3. Gaza City is not the only place that has been reduced to rubble in the past week. Dan Stillman at WaPo points out that Hurricane Otis hit Acapulco on October 25 with 205 mph winds, “among the strongest ever measured.”

Iván Cabrera at N+ reports that the megastorm destroyed 80% of the city’s infrastructure, leaving the inhabitants without light, electricity, communications or internet. Some 274,000 homes and 600 hotels were affected by the outages in this city of some 800,000 workers in the tourism industry, at an estimated cost of $18 billion. Over 32,000 homes suffered physical damage.

As of midweek this week, only 35% of the city had potable drinking water. Seven soup kitchens set up by the provincial Guerrero government delivered 4,000 servings of food every day. Although 10,200 electricity poles were downed and 38 high tension wires were damaged, some 75% of the city now again has electricity.

The unprecedented destruction came about because humans are burning fossil fuels and heating up the earth and especially the oceans. Otis accelerated as it neared the Pacific coast of Mexico, jumping in only 12 hours from a Category 1 to a Category 5 hurricane just before it slammed into “America’s Paradise.” Ordinarily such storms slow as they approach landfall, and their force is dissipated once they get beyond the warm waters that feed them. It was the first known Category 5 storm to strike the Pacific coast of Mexico. It won’t be the last.

Jeff Masters and Bob Henson at Yale Climate Connections observe, “In what the National Hurricane Center called a ‘nightmare scenario,’ Hurricane Otis made landfall near Acapulco, Mexico, at 1:25 a.m. CDT on Wednesday, October 25, as a catastrophic Category 5 hurricane with 165 mph winds and a central pressure of 923 mb. Otis unexpectedly intensified from a tropical storm with 65 mph winds to a Category 5 storm with 165 mph winds – an astonishing 100 mph increase – in the 24 hours before landfall. Rapid intensification is extremely dangerous because it leaves people little time to prepare for strong storms. The phenomenon is expected to happen more often as the climate warms.”

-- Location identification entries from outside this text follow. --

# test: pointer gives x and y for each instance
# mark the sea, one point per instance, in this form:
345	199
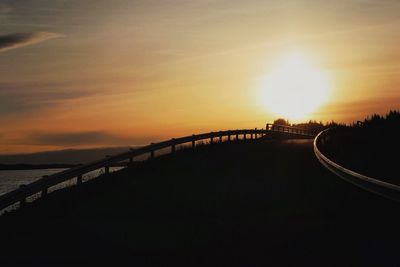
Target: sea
12	179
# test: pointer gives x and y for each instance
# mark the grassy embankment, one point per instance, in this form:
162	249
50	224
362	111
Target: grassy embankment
244	204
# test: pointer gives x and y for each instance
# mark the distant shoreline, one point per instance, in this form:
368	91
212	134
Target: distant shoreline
19	167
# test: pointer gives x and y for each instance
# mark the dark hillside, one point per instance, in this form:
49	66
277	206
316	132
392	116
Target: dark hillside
261	203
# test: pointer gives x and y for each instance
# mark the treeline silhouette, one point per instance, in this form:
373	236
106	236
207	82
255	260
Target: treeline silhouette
369	147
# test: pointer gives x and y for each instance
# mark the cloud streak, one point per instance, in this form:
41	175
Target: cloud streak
17	40
72	139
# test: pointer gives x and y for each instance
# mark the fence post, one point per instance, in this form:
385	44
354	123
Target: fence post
22	203
173	146
79	179
44	190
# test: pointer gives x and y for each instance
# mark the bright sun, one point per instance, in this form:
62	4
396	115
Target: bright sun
295	87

Let that sink in. “Rapid intensification” of hurricanes and cyclones will become more and more frequent, making any early warning system for evacuations almost impossible.

One reason Otis intensified so rapidly was that it was passing over a sea surface that was 86-88°F (30-31° C.) The Pacific is usually much colder than that, but it is 1.8° F. warmer than the average of the past twenty years. It has been an unusually hot summer, and September had set a record for a spike in temperatures. Both underlying climate change, caused by our burning fossil fuels (the equivalent of setting off 400,000 nuclear bombs the size of the one that was dropped on Hiroshima every single day) , and El Niño contributed to this hot mess off the coast.

- Goodbye Acapulco: 205 mph Winds destroy 80% of Infrastructure, do $18 bn of Damage in Climate Change Warning, JuanCole.com, November 2, 2023.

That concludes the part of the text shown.